The Early Days of a Better Nation

Saturday, August 11, 2007



Plugs

The International Socialist Group has broken with decades of tradition and published a worthwhile book: Karl Kautsky's Foundations of Christianity. It's a long time since I read this Marxist classic but I remember learning a lot from it. It's a fine example of how to use the materialist method to work over the best available information. This means it's very dated now, but it remains worth reading, and at £11 or $22 on Amazon it's a good buy.

Another resurrected work, this time available for free, is the complete run of Benjamin Tucker's Liberty. (Via.)

5 Comments:

Sorry to break topic, but I've just started to read your last book - The Execution Channel. And...wow...what can I say? Having been a huge fan of Gibson and Sterling for about as long as I can remember, I was seriously doubtful when reading about it, but then my girlfriend (who works in a bookstore) read it. I visited her at work and she wouldn't let me leave without.

So, what can I say?

Thanks a bunch for what amounts to the best book I've ever read along with Spook Country by Gibson, and Recipies for Disaster by Crimethinc.

//Daniel

I like your blog, I hope you will visit mine 'An Unrepentant Communist'
http://unrepentantcommunist.blogspot.com/

Good Luck

Gabriel

Thanks for the plug Ken though to be fair a lot of SR's recent publications are not too bad. I picked up some copies of Kautsky this morning and it's a handsome looking book.

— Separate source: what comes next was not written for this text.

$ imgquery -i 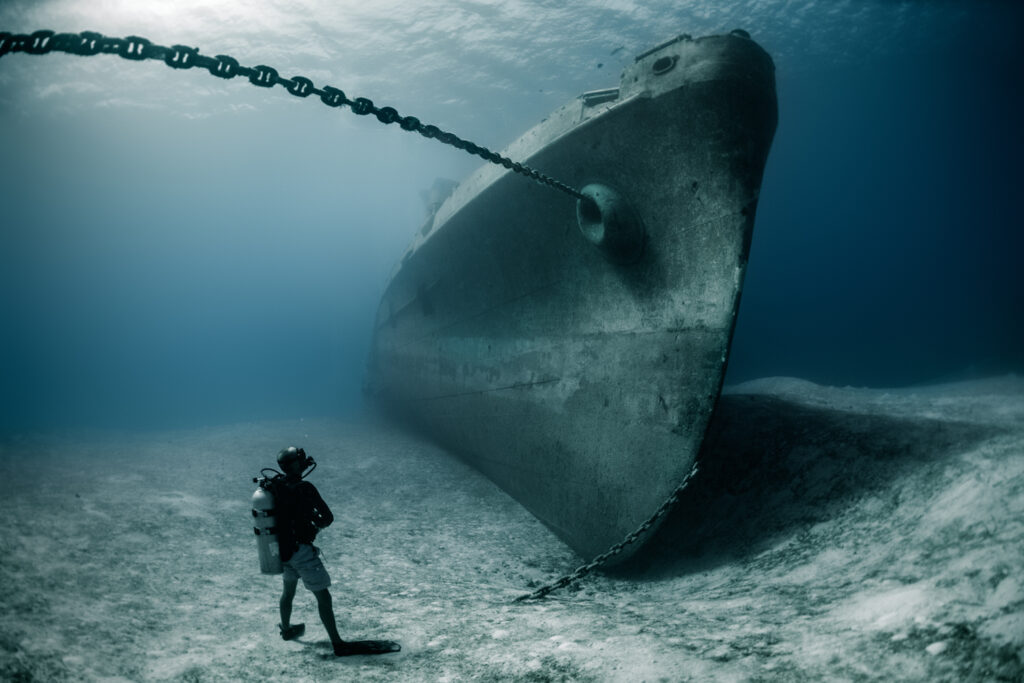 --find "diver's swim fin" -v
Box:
[334,640,401,657]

Daniel, thanks for the kind words.

Gabriel, nice blog, may link.

Liam, fair point. It's just that when I look over a list of the IMG's and ISG's pamphlets, etc, there aren't many that anyone would consider worth reprinting as having stood the test of time, or even captured their historical moment. I can think of a couple of exceptions: 'Capital: a readable introduction to Vol 1' and John Ross's 'Imperialism, Stalinism and Permanent Revolution' but that's about it and it's going back a long way.

It's a creative decision to reprint Kautsky's book. Very often it is easier to be of the moment.